VIBEVOICE-ASR Technical Report
Zhiliang Peng, Jianwei Yu, Yaoyao Chang, Zilong Wang, Li Dong, Yingbo Hao, Yujie Tu, Chenyu Yang, Wenhui Wang, Songchen Xu, Yutao Sun, Hangbo Bao, Weijiang Xu, Yi Zhu, Zehua Wang, Ting Song, Yan Xia, Zewen Chi, Shaohan Huang, Liang Wang, Chuang Ding, Shuai Wang, Xie Chen, Furu Wei
TL;DR
VibeVoice-ASR tackles long-form speech understanding by addressing context fragmentation and multi-speaker complexity with a single-pass architecture that processes up to $60$ minutes of audio in one go. It unifies ASR, speaker diarization, and timestamping into an end-to-end Rich Transcription stream interleaving Who, When, and What, enabled by a $7.5$ Hz ultra-low frame-rate tokenizer feeding a decoder-only LLM. The approach incorporates a prompt-based context mechanism and extensive pre-training and supervised fine-tuning, including synthetic domain data and long-form transcription restoration, to achieve robust multilingual and code-switching performance.
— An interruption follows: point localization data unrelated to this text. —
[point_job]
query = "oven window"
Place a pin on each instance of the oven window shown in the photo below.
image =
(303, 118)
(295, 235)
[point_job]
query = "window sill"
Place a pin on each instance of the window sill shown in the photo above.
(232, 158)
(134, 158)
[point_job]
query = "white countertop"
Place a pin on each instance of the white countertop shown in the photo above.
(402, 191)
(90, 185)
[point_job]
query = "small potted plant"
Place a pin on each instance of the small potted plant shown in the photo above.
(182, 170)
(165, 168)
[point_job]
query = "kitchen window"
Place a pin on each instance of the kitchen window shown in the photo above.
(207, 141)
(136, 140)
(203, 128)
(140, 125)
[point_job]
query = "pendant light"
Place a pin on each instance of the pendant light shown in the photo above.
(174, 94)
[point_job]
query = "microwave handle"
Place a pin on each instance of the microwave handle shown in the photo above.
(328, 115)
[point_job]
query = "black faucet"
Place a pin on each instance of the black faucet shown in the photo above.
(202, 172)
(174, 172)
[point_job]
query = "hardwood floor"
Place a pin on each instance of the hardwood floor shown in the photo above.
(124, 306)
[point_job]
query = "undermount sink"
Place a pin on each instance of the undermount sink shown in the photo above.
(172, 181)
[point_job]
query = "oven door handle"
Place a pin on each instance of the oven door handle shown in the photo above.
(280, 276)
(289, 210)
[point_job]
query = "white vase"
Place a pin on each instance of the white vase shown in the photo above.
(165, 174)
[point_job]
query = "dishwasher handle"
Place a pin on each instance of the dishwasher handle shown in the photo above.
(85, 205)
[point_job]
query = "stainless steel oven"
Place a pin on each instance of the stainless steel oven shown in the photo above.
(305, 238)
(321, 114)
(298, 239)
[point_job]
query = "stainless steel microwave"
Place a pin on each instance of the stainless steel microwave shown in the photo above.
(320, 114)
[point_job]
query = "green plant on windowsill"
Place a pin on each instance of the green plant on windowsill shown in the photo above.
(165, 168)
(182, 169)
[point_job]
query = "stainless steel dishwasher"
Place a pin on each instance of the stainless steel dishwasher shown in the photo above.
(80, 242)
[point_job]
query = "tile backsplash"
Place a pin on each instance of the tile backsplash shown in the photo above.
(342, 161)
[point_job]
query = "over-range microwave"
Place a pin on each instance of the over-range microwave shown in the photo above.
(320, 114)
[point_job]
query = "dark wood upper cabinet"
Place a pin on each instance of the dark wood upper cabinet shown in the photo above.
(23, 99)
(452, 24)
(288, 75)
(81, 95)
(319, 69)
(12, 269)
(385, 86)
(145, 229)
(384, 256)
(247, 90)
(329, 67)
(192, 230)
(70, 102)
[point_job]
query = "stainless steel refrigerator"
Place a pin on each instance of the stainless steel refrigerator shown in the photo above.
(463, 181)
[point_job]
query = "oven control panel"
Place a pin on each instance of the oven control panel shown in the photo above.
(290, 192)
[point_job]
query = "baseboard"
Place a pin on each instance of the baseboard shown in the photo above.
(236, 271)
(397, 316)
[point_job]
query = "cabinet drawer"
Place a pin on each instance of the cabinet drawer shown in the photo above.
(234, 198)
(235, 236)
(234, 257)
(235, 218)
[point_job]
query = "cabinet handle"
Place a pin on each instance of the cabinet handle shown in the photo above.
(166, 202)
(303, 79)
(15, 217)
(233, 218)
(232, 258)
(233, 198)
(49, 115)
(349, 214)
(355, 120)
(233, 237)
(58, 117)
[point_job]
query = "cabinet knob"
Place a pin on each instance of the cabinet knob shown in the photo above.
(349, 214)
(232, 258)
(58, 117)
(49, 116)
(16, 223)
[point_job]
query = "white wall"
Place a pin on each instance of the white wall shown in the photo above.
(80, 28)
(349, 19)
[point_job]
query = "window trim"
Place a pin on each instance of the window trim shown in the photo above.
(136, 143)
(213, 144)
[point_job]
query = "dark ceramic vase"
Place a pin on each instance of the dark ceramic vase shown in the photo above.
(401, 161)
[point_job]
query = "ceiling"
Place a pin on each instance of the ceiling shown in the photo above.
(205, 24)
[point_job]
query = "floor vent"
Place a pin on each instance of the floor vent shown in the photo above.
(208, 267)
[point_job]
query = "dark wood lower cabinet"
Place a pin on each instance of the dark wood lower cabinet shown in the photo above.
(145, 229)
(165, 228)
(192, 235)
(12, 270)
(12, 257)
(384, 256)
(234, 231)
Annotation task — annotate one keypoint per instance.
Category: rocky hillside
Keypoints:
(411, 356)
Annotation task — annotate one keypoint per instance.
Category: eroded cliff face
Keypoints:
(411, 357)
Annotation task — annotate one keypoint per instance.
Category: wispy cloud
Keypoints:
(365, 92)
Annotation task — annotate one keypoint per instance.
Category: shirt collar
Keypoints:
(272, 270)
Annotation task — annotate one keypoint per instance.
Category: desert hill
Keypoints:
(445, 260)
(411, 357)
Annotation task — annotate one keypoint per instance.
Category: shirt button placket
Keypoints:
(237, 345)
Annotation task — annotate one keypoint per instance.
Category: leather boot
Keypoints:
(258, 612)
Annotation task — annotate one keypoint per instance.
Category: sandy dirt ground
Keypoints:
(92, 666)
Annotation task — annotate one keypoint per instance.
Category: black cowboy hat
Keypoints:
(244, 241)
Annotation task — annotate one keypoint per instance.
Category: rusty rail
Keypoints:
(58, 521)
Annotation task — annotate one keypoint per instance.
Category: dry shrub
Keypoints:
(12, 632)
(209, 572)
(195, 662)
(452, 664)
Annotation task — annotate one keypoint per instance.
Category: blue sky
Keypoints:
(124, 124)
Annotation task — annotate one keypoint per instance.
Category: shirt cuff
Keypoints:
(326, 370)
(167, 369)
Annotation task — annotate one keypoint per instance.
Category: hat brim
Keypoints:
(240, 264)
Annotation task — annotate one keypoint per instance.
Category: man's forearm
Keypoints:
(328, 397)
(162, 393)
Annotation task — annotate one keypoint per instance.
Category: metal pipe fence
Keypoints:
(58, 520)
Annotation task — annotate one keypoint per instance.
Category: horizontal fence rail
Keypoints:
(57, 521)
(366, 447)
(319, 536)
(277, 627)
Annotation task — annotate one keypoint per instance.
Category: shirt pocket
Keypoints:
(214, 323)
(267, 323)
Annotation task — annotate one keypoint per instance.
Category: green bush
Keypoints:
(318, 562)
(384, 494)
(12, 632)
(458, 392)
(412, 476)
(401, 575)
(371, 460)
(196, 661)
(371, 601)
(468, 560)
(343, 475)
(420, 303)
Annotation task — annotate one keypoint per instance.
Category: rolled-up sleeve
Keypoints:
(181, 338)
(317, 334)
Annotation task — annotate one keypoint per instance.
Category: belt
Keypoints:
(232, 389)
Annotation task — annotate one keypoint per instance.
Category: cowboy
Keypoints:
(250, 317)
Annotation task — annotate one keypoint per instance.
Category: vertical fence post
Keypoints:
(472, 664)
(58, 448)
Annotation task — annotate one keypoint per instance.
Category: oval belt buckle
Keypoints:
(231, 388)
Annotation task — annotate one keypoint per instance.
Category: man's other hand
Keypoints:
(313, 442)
Experiments show state-of-the-art DER and tcpWER across multiple benchmarks, highlighting practical impact for long-form transcription tasks, with planned open-sourcing to foster community progress; limitations include multilingual forgetting and overlapping-speech handling.
Abstract
This report presents VibeVoice-ASR, a general-purpose speech understanding framework built upon VibeVoice, designed to address the persistent challenges of context fragmentation and multi-speaker complexity in long-form audio (e.g., meetings, podcasts) that remain despite recent advancements in short-form speech recognition. Unlike traditional pipelined approaches that rely on audio chunking, VibeVoice-ASRsupports single-pass processing for up to 60 minutes of audio. It unifies Automatic Speech Recognition, Speaker Diarization, and Timestamping into a single end-to-end generation task. In addition, VibeVoice-ASR supports over 50 languages, requires no explicit language setting, and natively handles code-switching within and across utterances. Furthermore, we introduce a prompt-based context injection mechanism that allows users to supply customized conetxt, significantly improving accuracy on domain-specific terminology and polyphonic character disambiguation.